Although the billboard in Peoria went up without a hitch, organizers had trouble in Champaign, where the first vendor they hired declined the job.
"They had a problem with us defining abortion as health care," said Jeyifo. A second vendor agreed to do the job, and the billboard went up in Champaign as planned.
The Peoria billboard is already generating interest. Ken Goins, president of Central Illinois Right to Life, was alerted to the campaign by a friend in Chicago.
"Well, one thing: Abortion is definitely not health care," said Goins. "It’s just a sad thing that neighboring states have to come over here, and that Illinois is known for its cooperation in regards to abortion. This is something we’re going to try to continue to fight."
Goins said that if members of his group can legally stand on the property beneath the sign, they will likely do a protest there.
"I have a contact in Chicago, and they are doing that same thing," he said.
The Chicago Abortion Fund has been planning the campaign for about a year. It was one of several organizations that worked to get House Bill 40, which provided Medicaid funding for abortions, passed in Illinois. Volunteers who field calls from women all over the state were frustrated that so few people know about it. One call in particular provided a tipping point, said Jeyifo.
"A woman from rural Illinois called us in a panic because she was 11 weeks pregnant. She had known since she was six weeks, but she was trying to come up with the money. When she finally had enough to go to her appointment, her truck broke down. She was like, ‘I can’t get to the appointment. The money I would have used for the appointment I need to use to fix my truck to get to the appointment, and now what am I going to do?’" said Jayifo.
After the caseworker asked the caller a few questions, it became clear that she had had the financial means to pay for the abortion all along. She was on Medicaid.
"We told her, ‘Hey, this card you have in your wallet right now? You can take it to the clinic which you already had an appointment at, take the money that you saved for your appointment and get your truck fixed.’ She could have accessed care weeks earlier, but she was delaying ’cause she was trying to come up with the money," said Jeyifo.
Illinois is one of only 16 states using their own Medicaid funds to pay for abortion, an effort to sidestep the 1977 Hyde Amendment which bans the use of federal funds for abortion coverage through Medicaid except in cases of rape, incest and life endangerment. Illinois became one of the most abortion-friendly states in the Midwest when Gov. Bruce Rauner signed House Bill 40 in 2017.
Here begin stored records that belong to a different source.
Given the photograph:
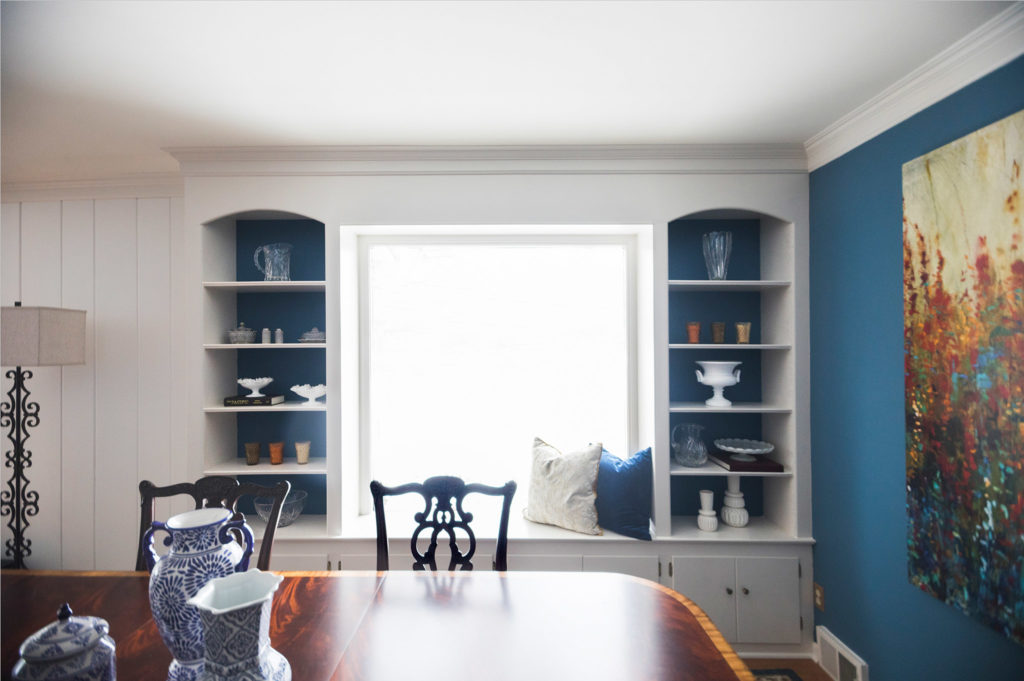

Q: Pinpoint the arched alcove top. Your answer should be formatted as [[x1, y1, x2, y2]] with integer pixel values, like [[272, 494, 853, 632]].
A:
[[668, 208, 795, 282], [203, 208, 324, 227]]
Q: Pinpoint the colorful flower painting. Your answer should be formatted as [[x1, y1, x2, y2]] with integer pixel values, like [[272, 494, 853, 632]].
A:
[[903, 111, 1024, 645]]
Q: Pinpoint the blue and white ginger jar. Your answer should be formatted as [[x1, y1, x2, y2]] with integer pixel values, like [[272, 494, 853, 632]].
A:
[[11, 603, 117, 681]]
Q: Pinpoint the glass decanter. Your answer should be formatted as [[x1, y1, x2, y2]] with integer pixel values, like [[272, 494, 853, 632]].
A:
[[672, 423, 708, 468]]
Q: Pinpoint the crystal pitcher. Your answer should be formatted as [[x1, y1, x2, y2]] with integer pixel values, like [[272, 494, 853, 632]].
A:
[[253, 244, 292, 282]]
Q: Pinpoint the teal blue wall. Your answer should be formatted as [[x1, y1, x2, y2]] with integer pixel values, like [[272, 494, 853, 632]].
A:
[[810, 57, 1024, 681]]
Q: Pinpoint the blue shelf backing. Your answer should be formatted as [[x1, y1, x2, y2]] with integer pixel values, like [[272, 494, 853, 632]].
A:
[[234, 220, 327, 280], [236, 409, 327, 462], [663, 218, 761, 281], [671, 469, 764, 516], [239, 475, 327, 516]]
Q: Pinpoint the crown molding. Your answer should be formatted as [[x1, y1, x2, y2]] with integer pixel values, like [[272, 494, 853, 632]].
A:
[[164, 144, 807, 177], [0, 173, 184, 203], [804, 2, 1024, 170]]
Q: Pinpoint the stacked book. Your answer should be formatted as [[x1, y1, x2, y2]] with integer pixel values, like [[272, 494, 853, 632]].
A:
[[708, 453, 784, 473], [224, 395, 285, 407]]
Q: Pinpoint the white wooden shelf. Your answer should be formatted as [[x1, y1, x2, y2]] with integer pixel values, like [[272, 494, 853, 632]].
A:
[[203, 342, 327, 350], [203, 458, 327, 475], [203, 282, 327, 293], [669, 460, 793, 477], [246, 512, 328, 540], [669, 401, 793, 414], [658, 515, 814, 544], [669, 279, 792, 291], [669, 343, 793, 350], [203, 400, 327, 414]]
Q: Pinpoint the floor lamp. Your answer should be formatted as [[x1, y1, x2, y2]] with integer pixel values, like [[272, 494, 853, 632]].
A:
[[0, 302, 85, 568]]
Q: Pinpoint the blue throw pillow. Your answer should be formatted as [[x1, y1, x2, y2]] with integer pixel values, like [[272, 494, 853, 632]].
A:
[[596, 446, 652, 541]]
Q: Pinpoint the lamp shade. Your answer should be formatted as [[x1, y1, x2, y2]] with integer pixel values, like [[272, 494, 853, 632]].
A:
[[0, 307, 85, 367]]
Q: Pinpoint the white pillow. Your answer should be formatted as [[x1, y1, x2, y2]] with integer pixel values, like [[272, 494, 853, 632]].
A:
[[522, 437, 601, 535]]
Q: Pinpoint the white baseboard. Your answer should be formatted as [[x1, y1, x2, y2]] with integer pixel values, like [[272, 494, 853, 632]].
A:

"I believe that a woman living with limited financial means should not be put in a position where she has to choose something different than a woman of higher income would be able to choose," said Rauner shortly before signing the bill into law.
Education was only one of the reasons why the Chicago Abortion Fund decided to do a statewide billboard campaign. Organizers also want the public to start seeing abortion as a necessary component of a comprehensive reproductive health care program, said Jeyifo.
"We’re trying to destigmatize the word abortion and affirm that it’s health care," she said. "We don’t think abortion is a dirty word. When you have access to abortion, you can determine the path of your life, and whether or not you want to start or grow your own family, it’s really important."
The billboards were also designed to keep the issue in the public eye because abortion rights are constantly being challenged, said Jeyifo.
"I think there are 27 anti-abortion bills pending in the General Assembly. So we still have a lot of work to do, and we need to get people energized."